In Avignon ausgestellte Bischofsammelindulgenzen, deren Initialen hauptsächlich in Schreibertinte mit dekorativem oder figürlichem Schmuck versehen sind.

Sammelablässe mit figürlichem Buchschmuck treten ab 1323 auf (erstes, bisher bekanntes Beispiel 1323 Mai 11 für Saint-Martin-de-Picquigny). Zuerst einfache historisierte Initialen mit tintenfarbigen, in Folge auch farbige Vera-Ikon-Darstellungen im Binnenfeld. Die hier getroffene Unterscheidung von illuminierten und historisierten Ablassurkunden ist nicht vom Sujet bestimmt, sondern von der Ausführungstechnik. Denn selbstverständlich ist die Vera Ikon, die seit 1323 (frühester Fund 1323 Mai 11 für Saint-Martin-de-Picquigny) das Binnenfeld der U-Initiale zieren kann, eine Historisierung.
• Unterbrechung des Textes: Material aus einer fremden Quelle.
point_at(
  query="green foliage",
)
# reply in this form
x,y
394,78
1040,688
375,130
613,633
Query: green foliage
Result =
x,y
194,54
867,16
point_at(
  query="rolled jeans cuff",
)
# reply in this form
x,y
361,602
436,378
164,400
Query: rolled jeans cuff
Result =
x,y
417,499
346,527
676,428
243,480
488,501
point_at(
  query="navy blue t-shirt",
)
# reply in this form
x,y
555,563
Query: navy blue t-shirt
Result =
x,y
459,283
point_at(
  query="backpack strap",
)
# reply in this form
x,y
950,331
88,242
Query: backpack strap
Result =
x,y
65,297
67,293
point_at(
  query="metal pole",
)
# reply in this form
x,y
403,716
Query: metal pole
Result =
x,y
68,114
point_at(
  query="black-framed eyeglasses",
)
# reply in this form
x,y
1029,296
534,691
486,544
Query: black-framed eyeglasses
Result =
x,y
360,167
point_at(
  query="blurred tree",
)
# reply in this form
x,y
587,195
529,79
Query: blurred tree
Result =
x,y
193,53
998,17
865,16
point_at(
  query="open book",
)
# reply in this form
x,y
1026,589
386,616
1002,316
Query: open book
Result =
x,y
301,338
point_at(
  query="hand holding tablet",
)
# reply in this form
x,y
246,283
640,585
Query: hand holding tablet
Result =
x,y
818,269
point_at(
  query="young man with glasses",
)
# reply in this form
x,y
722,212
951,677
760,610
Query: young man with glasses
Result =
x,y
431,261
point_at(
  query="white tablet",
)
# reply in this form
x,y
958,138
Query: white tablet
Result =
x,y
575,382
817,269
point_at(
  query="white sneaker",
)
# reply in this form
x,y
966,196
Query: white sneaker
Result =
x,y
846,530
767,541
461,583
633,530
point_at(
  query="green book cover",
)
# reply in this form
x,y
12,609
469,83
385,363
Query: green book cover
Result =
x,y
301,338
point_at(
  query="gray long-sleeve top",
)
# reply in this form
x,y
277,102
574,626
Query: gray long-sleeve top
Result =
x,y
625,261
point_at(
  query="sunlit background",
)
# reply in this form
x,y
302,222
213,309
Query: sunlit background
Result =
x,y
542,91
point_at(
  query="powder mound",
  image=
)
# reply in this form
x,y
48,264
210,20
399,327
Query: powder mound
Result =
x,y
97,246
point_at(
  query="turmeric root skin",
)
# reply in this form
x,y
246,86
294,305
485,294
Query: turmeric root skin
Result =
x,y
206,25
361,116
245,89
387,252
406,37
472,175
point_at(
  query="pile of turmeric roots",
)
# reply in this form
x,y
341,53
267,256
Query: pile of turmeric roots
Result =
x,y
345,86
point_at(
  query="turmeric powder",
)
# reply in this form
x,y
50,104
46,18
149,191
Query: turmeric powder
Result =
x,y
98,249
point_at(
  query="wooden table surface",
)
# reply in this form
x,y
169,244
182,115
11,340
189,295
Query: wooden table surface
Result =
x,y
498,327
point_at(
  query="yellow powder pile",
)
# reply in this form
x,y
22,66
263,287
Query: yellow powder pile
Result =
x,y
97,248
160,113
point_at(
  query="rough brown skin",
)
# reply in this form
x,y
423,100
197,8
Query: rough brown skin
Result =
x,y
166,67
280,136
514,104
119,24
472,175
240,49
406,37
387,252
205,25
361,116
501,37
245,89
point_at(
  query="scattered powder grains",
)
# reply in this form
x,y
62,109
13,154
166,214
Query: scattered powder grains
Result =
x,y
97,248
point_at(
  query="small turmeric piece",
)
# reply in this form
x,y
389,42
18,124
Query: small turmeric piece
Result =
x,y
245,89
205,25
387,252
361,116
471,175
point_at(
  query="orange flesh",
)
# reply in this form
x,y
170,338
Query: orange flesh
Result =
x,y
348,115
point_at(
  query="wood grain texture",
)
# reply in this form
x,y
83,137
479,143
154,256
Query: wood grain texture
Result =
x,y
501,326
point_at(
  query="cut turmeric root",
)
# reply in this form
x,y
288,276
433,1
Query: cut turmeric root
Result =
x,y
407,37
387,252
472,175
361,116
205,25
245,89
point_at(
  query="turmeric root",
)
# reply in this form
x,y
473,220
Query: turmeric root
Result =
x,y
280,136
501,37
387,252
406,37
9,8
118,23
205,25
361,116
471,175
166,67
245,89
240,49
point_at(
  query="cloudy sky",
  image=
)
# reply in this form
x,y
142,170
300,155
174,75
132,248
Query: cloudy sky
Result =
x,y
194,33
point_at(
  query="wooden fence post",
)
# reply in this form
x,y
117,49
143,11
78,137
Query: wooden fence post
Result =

Doch sind die Zeichnungen sicher von den Schreibern der Urkunden in der Tintenfarbe vorgenommen worden, weshalb auch entsprechend selten – und wenn wenig – Farben zum Einsatz kommen (erstmals im bekannten Material die Farbe Gelb 1326 April 25 für Rheydt). Der die Entwicklung beherrschende Zeichner ist der Zeichner mit den Masswerkmotiven; ihm allein sind die Initialen mit einer Vera Ikon zu verdanken. Von besonderem Interesse, weil er letztlich die Vorstellung einer linearen Entwicklung der Ausstattung von Vera Ikon zu Christusbüste hin zu den unterschiedlichen Sujets im Binnenfeld torpediert, ist der Ablass vom 1323 Juni für den Dom zu Trier. Dort wird der Titularheilige des mit dem Ablass begünstigten Altars, der hl. Matthias, zwar noch in Federzeichnung, im Binnenfeld der U-Initiale zusammen mit einem knienden Petenten dargestellt. Damit weist die Gestaltung auf Entwicklungen voraus, die erst 1329 mit unterschiedlichen, auf das Patrozinium bezogenen Darstellungen fortgesetzt werden (ikonographische Diversifizierung); den Petenten in Binnenfeld wird man erst wieder 1337 Oktober 26 für die Kreuzkirche in Hannover, und voll ausgeprägt z. B. 1345 Dezember 28 für Hamm. Wenn die Initiale mitsamt der Zeichnung tatsächlich zum originalen Bestand gehört, zeigt es, wie flexibel und kreativ sich die Werkstatt der Avignoner Bischofsammelindulgenzen mit Auftraggeberwünschen auseinanderzusetzen in der Lage war.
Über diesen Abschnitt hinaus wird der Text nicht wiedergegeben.